In Kyla Houbolt’s rendering of the world, the goings-on of frogs, goats and chickens weigh just as heavily and with as much import as asking ourselves “Does a civilized nation exist?” Becoming Altar weaves themes of fire, dreams, magic, and the need for shelter in poems where there is widespread confusion, in which even the Ancients are unable to recognize and understand the bigger picture. In turns existential and surreal, Houbolt reminds us that “maps are optional […] aren’t we all lost?” while also reminding us that we are “in the direct company/of everything alive.” —David Harrison Horton, author of Model Answers and editor of Saginaw

Available from Asterism here

“All lives, all dances, and all is loud” from the Gabon Pygmy, is quoted by Jerome Rothenberg in the anthology Technicians of the Sacred. I was pulled to poetry because I wanted to participate in that, in the ways humans create. I grew up with poetry in the household, read aloud, on bookshelves, and immersed myself in it seriously at times, though I never sought a career. That kind of immersion into creation is also why I began gardening. I wanted to participate in the way the earth makes beauty. In this way for me poetry and gardening have shared roots. It has to do with life force and how it manifests all things. My five (so far) chapbooks are children of the internet, when it became relatively easy to find venues and connect with other poets and with publishers of poetry. But my very first published poem appeared in a little newsprint quarterly called Cedar Rock, out of West Texas, sometime in the early 1970s. (Neither it nor its editor is with us anymore.) —Kyla Houbolt

Appropriate Drowning Outfit

I’m not sure how to turn this life into a resume.
I don’t write that kind of poetry.
I do notice that the cloud
has a bone missing and
I can relate to that. I’ll be honest
and say I have learned only one word
of heron language and it may be
that I made it up. It’s easy for me to do that
and I hear people lie a lot in resumes
but I can’t, not without vomiting the truth
later on. Which defeats the whole purpose.
Meanwhile is a word I use too often.
It’s because so much else is also happening
all the time, and I keep noticing it.
For example, the way I continue to, impossibly,
live. Paying close attention
to the wrong things. The boneless cloud.
The inscrutable heron. The abuse of sound.

 

The first full collection by a poet who in the words of poet and critic Susan M. Schultz, “asks how anyone can be a poet, then answers with another question: ‘How can we not?’”

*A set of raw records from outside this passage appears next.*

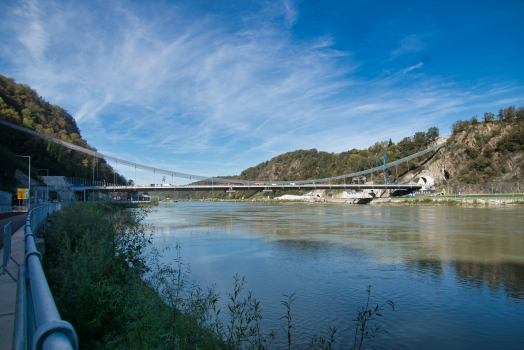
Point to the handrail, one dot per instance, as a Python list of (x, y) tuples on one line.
[(44, 328)]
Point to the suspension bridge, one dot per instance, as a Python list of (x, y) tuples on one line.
[(211, 183)]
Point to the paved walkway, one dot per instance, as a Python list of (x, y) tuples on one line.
[(17, 220), (8, 286)]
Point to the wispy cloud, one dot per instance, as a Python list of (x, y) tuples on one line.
[(157, 81), (409, 69), (409, 44)]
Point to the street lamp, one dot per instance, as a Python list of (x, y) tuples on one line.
[(47, 184), (29, 181)]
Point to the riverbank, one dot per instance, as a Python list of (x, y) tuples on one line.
[(495, 200)]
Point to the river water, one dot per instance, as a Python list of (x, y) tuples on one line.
[(455, 274)]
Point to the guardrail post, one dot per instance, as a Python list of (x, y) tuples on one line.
[(7, 251), (37, 320)]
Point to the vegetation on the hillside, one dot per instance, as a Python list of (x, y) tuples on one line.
[(21, 105), (312, 164), (110, 284), (490, 149)]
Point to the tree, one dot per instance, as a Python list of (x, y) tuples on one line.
[(519, 114), (489, 117), (501, 114), (432, 134), (509, 113)]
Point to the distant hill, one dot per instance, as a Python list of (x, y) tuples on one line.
[(21, 105), (478, 152)]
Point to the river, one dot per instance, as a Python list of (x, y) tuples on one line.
[(455, 274)]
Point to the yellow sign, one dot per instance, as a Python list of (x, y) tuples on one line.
[(22, 193)]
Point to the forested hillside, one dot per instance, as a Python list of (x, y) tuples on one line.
[(478, 152), (488, 150), (21, 105)]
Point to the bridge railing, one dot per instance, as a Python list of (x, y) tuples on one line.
[(37, 322)]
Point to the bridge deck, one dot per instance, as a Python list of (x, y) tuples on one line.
[(307, 187)]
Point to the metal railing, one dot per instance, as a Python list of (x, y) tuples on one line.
[(7, 251), (37, 322)]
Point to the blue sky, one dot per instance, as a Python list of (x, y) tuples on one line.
[(214, 87)]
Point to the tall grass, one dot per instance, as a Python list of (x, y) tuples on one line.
[(113, 287)]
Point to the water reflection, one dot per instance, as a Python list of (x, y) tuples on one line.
[(432, 261)]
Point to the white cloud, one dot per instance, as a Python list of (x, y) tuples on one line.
[(409, 69), (409, 44), (172, 83)]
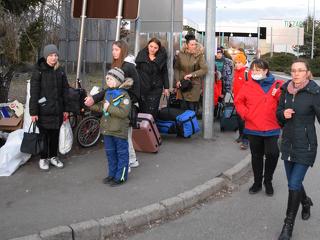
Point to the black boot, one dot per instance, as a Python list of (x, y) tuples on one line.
[(306, 204), (294, 200)]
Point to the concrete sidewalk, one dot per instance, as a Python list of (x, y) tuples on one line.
[(32, 201)]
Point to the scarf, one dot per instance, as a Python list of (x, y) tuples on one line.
[(293, 89)]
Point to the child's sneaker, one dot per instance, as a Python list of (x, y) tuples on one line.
[(134, 164), (56, 162), (44, 164)]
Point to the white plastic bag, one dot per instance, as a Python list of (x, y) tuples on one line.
[(65, 137), (10, 156)]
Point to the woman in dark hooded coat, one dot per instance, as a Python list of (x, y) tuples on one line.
[(298, 107), (152, 67)]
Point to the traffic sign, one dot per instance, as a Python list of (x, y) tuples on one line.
[(106, 9)]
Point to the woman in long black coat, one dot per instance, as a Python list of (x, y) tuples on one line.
[(152, 67), (298, 107), (48, 87)]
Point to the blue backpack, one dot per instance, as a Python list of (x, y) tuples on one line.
[(187, 124)]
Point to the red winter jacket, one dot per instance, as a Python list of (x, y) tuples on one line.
[(239, 80), (257, 108)]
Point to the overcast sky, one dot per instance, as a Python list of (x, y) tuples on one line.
[(250, 11)]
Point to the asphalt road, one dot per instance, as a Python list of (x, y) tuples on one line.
[(242, 216)]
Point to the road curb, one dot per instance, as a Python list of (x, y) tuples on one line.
[(100, 229)]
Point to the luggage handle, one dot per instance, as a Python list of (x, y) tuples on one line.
[(152, 127)]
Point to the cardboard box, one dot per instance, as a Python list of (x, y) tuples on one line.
[(11, 124)]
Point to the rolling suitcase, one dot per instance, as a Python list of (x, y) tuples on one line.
[(146, 137), (229, 118)]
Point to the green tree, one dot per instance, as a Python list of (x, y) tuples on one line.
[(17, 7)]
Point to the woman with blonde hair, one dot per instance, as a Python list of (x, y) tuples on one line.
[(298, 107)]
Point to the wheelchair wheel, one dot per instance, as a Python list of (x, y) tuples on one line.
[(88, 131)]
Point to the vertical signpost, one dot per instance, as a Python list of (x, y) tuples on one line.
[(83, 17), (111, 9), (208, 106)]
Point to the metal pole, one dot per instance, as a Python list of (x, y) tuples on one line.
[(119, 17), (312, 41), (271, 49), (308, 16), (137, 33), (298, 43), (208, 107), (83, 17), (258, 44), (170, 45)]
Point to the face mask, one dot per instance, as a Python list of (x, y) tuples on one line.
[(257, 77)]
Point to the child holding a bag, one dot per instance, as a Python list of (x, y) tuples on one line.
[(114, 125)]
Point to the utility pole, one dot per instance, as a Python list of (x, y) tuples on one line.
[(208, 107), (83, 17), (313, 21)]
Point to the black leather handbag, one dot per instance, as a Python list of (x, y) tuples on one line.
[(32, 142)]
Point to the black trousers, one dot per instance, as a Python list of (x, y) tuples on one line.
[(265, 154), (50, 138)]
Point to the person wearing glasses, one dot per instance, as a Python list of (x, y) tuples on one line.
[(256, 103), (298, 107)]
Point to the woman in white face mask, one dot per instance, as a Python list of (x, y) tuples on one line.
[(256, 103)]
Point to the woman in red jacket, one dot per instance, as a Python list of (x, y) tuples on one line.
[(239, 79), (256, 103)]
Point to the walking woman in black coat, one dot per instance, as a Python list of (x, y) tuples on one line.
[(152, 67), (299, 106), (47, 103)]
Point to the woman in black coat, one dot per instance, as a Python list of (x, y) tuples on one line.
[(122, 59), (152, 67), (298, 107), (47, 103)]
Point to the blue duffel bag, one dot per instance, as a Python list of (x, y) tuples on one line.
[(167, 127), (187, 124)]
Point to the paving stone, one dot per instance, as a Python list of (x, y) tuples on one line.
[(88, 230)]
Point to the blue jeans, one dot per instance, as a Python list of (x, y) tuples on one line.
[(295, 174), (118, 157)]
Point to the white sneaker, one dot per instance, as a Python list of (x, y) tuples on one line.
[(56, 162), (134, 164), (44, 164)]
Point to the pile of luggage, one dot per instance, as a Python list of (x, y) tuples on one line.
[(146, 136)]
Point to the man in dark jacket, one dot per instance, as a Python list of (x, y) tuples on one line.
[(47, 104)]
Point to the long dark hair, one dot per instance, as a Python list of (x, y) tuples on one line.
[(124, 49), (156, 41)]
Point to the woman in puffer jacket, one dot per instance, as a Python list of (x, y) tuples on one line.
[(256, 103), (299, 106)]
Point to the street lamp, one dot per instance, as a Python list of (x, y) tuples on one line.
[(312, 41)]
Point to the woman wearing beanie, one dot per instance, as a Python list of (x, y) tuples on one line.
[(256, 103), (298, 107), (47, 108), (190, 66), (240, 77), (152, 66), (122, 59), (114, 125)]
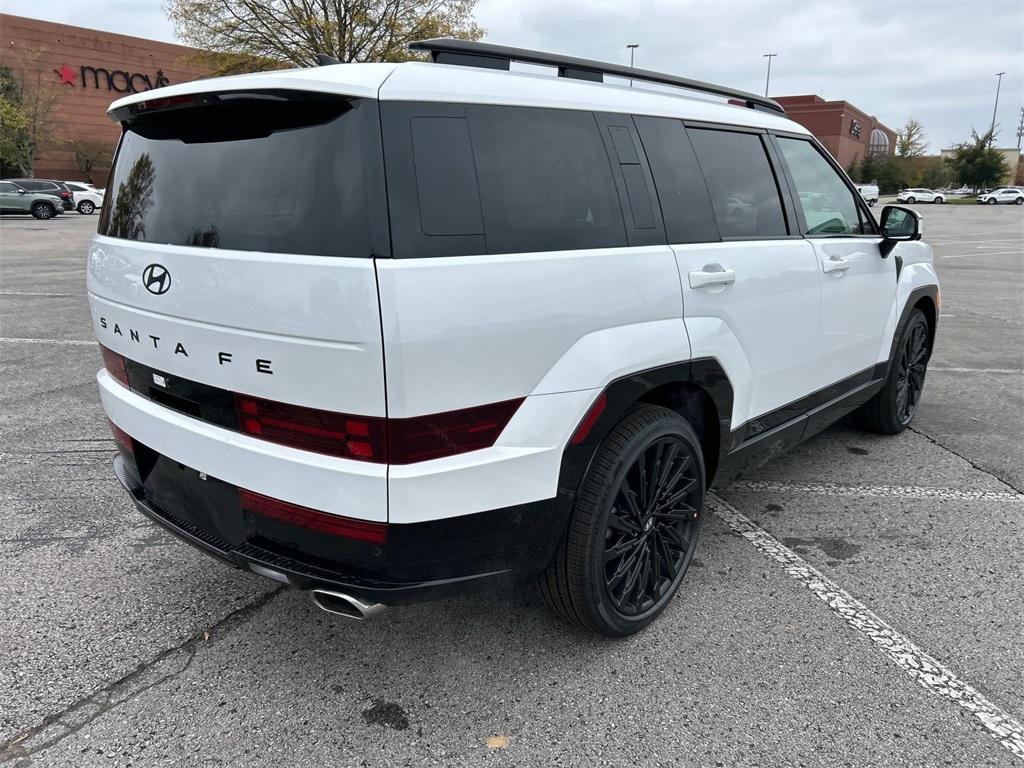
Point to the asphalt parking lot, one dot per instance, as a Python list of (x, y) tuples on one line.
[(857, 602)]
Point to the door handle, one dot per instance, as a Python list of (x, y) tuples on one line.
[(836, 264), (712, 274)]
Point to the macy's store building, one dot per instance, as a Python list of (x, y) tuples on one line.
[(82, 71)]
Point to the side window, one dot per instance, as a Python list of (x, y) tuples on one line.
[(545, 180), (740, 181), (445, 177), (681, 188), (828, 206)]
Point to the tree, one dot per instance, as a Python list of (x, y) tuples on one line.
[(36, 96), (90, 156), (977, 164), (248, 35), (910, 141), (12, 122)]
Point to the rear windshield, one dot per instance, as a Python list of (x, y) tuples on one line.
[(281, 173)]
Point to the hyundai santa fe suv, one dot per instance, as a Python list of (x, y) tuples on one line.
[(543, 315)]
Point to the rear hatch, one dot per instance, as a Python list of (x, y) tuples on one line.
[(233, 264)]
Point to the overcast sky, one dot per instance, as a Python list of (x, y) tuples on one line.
[(930, 59)]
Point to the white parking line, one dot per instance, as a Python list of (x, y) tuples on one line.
[(978, 370), (898, 492), (45, 341), (921, 666)]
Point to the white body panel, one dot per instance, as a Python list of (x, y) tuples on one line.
[(763, 328), (314, 318), (857, 292)]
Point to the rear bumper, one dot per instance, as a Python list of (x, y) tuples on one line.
[(420, 561)]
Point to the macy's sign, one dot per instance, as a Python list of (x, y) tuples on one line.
[(115, 80)]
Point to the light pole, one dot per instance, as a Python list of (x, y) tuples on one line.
[(769, 56), (633, 47), (991, 131)]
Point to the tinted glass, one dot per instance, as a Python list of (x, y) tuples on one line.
[(828, 206), (445, 177), (253, 172), (545, 180), (740, 181), (681, 188)]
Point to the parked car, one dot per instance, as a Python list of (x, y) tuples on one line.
[(87, 198), (869, 193), (14, 199), (1005, 195), (45, 184), (554, 400), (920, 195)]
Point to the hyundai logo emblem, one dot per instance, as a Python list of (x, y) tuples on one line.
[(157, 280)]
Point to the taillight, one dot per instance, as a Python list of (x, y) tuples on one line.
[(373, 438), (424, 437), (115, 365), (358, 437), (312, 519), (590, 419)]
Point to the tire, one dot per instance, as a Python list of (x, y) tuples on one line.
[(620, 563), (43, 210), (892, 410)]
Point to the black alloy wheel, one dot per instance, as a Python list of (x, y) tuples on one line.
[(43, 211), (650, 526), (911, 361), (892, 410), (634, 525)]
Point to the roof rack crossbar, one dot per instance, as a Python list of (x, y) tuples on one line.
[(449, 50)]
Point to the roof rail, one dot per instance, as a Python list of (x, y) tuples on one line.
[(468, 52)]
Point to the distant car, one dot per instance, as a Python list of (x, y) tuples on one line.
[(14, 199), (47, 184), (87, 198), (920, 195), (1006, 195), (869, 193)]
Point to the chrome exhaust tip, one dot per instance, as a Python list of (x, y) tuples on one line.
[(345, 605)]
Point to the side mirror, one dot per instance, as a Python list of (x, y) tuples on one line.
[(899, 224)]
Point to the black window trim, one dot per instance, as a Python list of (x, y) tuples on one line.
[(858, 201), (781, 182)]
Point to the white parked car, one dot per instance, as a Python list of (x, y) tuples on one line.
[(1005, 195), (920, 195), (869, 193), (483, 365), (87, 197)]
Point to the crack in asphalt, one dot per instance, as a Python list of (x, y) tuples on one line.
[(981, 469), (65, 723)]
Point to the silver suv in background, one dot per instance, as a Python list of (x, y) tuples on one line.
[(1006, 195), (920, 195)]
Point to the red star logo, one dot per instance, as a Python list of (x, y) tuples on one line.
[(67, 75)]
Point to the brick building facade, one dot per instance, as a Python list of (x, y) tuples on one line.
[(85, 70), (846, 131)]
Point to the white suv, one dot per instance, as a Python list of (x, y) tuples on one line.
[(543, 315), (1005, 195), (919, 195)]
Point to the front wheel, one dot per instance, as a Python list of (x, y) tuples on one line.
[(892, 410), (634, 526), (43, 211)]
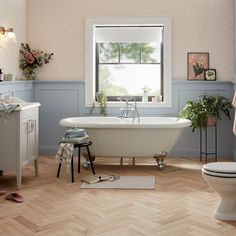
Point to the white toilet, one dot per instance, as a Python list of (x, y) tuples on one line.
[(221, 176)]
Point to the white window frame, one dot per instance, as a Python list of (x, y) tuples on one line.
[(90, 59)]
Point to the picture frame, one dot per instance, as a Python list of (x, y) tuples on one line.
[(210, 74), (197, 62)]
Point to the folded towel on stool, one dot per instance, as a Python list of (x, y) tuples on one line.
[(75, 133), (76, 140)]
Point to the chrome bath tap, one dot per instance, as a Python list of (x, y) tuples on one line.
[(130, 109)]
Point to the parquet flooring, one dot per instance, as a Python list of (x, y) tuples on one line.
[(181, 204)]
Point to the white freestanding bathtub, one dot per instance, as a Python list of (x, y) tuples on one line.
[(120, 137)]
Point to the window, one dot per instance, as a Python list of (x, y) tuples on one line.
[(125, 57)]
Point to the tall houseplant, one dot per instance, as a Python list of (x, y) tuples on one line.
[(206, 106)]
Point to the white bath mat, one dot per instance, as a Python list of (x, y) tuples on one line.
[(125, 182)]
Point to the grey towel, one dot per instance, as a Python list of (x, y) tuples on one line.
[(75, 140), (75, 133)]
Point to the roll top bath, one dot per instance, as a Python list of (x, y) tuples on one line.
[(117, 137)]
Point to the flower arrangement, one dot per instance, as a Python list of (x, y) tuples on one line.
[(30, 59)]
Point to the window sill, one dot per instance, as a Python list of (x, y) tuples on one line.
[(139, 104)]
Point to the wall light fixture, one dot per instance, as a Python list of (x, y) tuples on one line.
[(8, 33)]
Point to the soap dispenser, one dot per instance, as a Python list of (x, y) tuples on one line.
[(1, 75)]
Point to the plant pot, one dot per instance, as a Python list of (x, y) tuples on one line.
[(211, 121)]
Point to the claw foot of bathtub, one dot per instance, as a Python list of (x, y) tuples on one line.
[(160, 156)]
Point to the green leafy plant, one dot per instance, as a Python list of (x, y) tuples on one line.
[(199, 111), (102, 100)]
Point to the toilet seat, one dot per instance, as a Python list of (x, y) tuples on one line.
[(220, 169)]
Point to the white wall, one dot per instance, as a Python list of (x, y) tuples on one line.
[(198, 26), (13, 15)]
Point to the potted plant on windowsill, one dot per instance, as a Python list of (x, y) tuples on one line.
[(206, 108)]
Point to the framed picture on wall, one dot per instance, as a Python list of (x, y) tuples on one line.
[(210, 74), (197, 63)]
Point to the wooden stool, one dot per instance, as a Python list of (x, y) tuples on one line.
[(78, 145)]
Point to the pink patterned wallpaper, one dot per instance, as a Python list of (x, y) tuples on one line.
[(197, 26)]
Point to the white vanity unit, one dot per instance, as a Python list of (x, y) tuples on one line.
[(19, 138)]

Kyla Houbolt’s poems are just so fresh and generous it’s delightful. They want to give the reader real things, but not as a burden… something to look at on the window sill that gets the sun. They go around ‘putting a knot in the universe’ with their quick images, alive to the ‘glancing unfelt / blow’ of line breaks, the wise surprise of scattered rhyme. Go on, try one. Take a few if you like. —Jeremy Noel-Tod, editor of the Oxford Companion to Modern Poetry

 

Kyla Houbolt is a poet and gardener living in North Carolina.